The branding of slaves for identification was common during the colonial era; however, by the nineteenth century, it was used primarily as punishment. Mutilation of slaves, such as castration of males, removing a front tooth or teeth, and amputation of ears was a relatively common punishment during the colonial era, still used in 1830: it facilitated their identification if they ran away. Any punishment was permitted for runaway slaves, and many bore wounds from shotgun blasts or dog bites inflicted by their captors.[21]

Slaves were punished for a number of reasons: working too slowly, breaking a law (for example, running away), leaving the plantation without permission, insubordination, impudence as defined by the owner or overseer, or for no reason, to underscore a threat or to assert the owner's dominance and masculinity. Myers and Massy describe the practices: "The punishment of deviant slaves was decentralized, based on plantations, and crafted so as not to impede their value as laborers."[22] Whites punished slaves publicly to set an example. A man named Harding describes an incident in which a woman assisted several men in a minor rebellion: "The women he hoisted up by the thumbs, whipp'd and slashed her [sic] with knives before the other slaves till she died."[23] Men and women were sometimes punished differently; according to the 1789 report of the Virginia Committee of the Privy Council, males were often shackled, but women and girls were left free.[23]
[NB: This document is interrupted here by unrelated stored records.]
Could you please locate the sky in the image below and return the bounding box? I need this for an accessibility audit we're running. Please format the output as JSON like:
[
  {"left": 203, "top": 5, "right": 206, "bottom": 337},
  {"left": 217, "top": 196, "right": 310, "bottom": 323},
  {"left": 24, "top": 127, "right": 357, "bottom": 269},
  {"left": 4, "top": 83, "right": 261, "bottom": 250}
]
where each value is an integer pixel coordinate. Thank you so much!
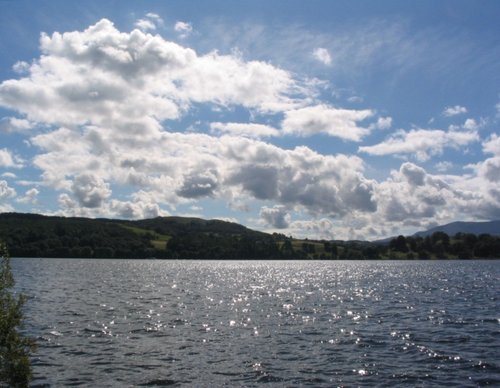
[{"left": 0, "top": 0, "right": 500, "bottom": 240}]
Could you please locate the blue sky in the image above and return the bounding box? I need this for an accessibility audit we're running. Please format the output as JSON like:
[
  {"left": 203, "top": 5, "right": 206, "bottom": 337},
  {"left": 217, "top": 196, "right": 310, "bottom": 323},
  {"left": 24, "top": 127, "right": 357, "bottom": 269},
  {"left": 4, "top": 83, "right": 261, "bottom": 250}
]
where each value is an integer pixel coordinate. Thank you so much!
[{"left": 0, "top": 0, "right": 500, "bottom": 239}]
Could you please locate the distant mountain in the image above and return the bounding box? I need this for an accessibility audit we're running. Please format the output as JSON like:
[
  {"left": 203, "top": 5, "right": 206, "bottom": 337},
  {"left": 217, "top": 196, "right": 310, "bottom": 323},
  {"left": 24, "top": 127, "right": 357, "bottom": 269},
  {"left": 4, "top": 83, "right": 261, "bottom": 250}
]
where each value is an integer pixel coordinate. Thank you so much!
[
  {"left": 413, "top": 220, "right": 500, "bottom": 237},
  {"left": 372, "top": 220, "right": 500, "bottom": 244}
]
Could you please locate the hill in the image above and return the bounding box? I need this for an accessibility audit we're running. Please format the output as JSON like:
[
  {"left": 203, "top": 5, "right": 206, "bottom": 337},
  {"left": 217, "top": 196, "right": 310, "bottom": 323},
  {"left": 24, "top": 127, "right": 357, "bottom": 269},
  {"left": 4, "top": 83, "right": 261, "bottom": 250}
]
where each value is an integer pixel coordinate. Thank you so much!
[
  {"left": 414, "top": 220, "right": 500, "bottom": 237},
  {"left": 0, "top": 213, "right": 500, "bottom": 260},
  {"left": 0, "top": 213, "right": 282, "bottom": 259}
]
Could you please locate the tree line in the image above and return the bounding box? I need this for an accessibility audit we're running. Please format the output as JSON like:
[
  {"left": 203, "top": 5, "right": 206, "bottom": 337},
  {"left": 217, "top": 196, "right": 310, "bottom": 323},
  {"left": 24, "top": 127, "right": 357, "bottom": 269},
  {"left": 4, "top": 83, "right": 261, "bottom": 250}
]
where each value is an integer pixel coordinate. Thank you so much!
[{"left": 0, "top": 213, "right": 500, "bottom": 260}]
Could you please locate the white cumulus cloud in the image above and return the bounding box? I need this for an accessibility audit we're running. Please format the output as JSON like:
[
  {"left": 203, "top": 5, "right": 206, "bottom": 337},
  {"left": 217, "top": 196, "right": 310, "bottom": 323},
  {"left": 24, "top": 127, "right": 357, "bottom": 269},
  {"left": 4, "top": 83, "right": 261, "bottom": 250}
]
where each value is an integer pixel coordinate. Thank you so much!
[
  {"left": 282, "top": 105, "right": 374, "bottom": 141},
  {"left": 313, "top": 47, "right": 332, "bottom": 66},
  {"left": 359, "top": 129, "right": 479, "bottom": 161},
  {"left": 443, "top": 105, "right": 467, "bottom": 117}
]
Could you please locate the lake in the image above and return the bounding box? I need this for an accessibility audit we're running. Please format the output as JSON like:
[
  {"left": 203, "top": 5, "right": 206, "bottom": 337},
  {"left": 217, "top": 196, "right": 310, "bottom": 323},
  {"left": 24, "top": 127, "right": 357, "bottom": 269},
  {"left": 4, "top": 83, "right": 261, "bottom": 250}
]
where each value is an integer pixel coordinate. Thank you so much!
[{"left": 12, "top": 259, "right": 500, "bottom": 387}]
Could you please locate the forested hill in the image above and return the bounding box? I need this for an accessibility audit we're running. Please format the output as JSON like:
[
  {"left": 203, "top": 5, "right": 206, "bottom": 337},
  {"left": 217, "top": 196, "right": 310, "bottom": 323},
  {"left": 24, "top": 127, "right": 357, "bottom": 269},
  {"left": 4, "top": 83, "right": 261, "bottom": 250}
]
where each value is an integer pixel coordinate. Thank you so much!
[
  {"left": 0, "top": 213, "right": 500, "bottom": 260},
  {"left": 0, "top": 213, "right": 276, "bottom": 259}
]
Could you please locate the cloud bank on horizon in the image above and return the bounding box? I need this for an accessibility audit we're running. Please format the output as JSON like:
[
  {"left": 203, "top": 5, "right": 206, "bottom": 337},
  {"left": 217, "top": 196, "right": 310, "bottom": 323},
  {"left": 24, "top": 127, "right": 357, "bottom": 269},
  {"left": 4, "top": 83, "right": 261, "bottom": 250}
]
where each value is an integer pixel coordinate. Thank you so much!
[{"left": 0, "top": 1, "right": 500, "bottom": 239}]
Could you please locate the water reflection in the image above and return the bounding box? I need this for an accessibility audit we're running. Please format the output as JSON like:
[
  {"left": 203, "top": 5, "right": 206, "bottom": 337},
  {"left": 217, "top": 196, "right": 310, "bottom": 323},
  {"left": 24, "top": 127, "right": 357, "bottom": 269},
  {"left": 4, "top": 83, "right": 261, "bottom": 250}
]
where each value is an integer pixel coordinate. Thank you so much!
[{"left": 13, "top": 259, "right": 500, "bottom": 386}]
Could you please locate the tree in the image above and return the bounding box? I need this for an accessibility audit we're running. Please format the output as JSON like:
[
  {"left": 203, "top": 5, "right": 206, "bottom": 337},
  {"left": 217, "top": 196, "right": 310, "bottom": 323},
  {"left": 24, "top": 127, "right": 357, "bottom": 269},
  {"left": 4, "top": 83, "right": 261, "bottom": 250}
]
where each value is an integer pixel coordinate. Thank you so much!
[{"left": 0, "top": 242, "right": 35, "bottom": 387}]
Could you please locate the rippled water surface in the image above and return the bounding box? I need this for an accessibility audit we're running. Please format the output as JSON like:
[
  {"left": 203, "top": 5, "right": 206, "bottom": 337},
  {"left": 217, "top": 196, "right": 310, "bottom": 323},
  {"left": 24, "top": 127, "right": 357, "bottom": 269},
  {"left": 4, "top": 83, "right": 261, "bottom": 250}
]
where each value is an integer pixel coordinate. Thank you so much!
[{"left": 12, "top": 259, "right": 500, "bottom": 387}]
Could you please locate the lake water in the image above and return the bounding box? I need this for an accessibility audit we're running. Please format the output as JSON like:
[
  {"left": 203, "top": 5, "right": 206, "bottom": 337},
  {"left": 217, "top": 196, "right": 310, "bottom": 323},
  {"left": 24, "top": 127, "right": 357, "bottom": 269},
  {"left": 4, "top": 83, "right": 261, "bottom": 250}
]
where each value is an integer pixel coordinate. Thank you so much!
[{"left": 12, "top": 259, "right": 500, "bottom": 387}]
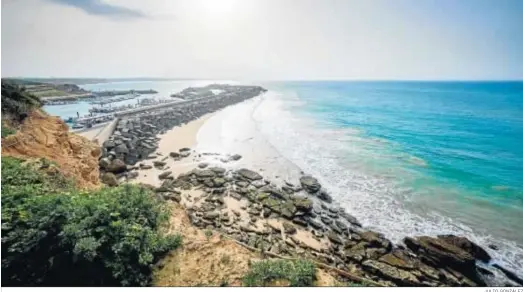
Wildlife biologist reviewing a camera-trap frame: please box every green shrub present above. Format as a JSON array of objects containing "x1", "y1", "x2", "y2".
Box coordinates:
[
  {"x1": 2, "y1": 122, "x2": 16, "y2": 138},
  {"x1": 2, "y1": 157, "x2": 181, "y2": 286},
  {"x1": 243, "y1": 260, "x2": 316, "y2": 287},
  {"x1": 2, "y1": 80, "x2": 42, "y2": 122}
]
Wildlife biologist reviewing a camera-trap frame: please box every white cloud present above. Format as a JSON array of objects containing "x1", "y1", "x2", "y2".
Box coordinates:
[{"x1": 2, "y1": 0, "x2": 523, "y2": 79}]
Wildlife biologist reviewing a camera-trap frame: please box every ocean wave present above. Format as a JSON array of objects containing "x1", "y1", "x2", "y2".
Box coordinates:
[{"x1": 252, "y1": 91, "x2": 523, "y2": 271}]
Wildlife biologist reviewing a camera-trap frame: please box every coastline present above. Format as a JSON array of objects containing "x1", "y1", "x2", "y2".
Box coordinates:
[
  {"x1": 96, "y1": 85, "x2": 520, "y2": 286},
  {"x1": 135, "y1": 113, "x2": 216, "y2": 186}
]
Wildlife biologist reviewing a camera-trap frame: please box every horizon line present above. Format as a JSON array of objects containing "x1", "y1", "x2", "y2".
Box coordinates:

Wilma Dunaway notes that slaves were often punished for their failure to demonstrate due deference and submission to whites. Demonstrating politeness and humility showed the slave was submitting to the established racial and social order, while failure to follow them demonstrated insolence and a threat to the social hierarchy. Dunway observes that slaves were punished almost as often for symbolic violations of the social order as they were for physical failures; in Appalachia, two-thirds of whippings were done for social offenses versus one-third for physical offenses such as low productivity or property losses.[24]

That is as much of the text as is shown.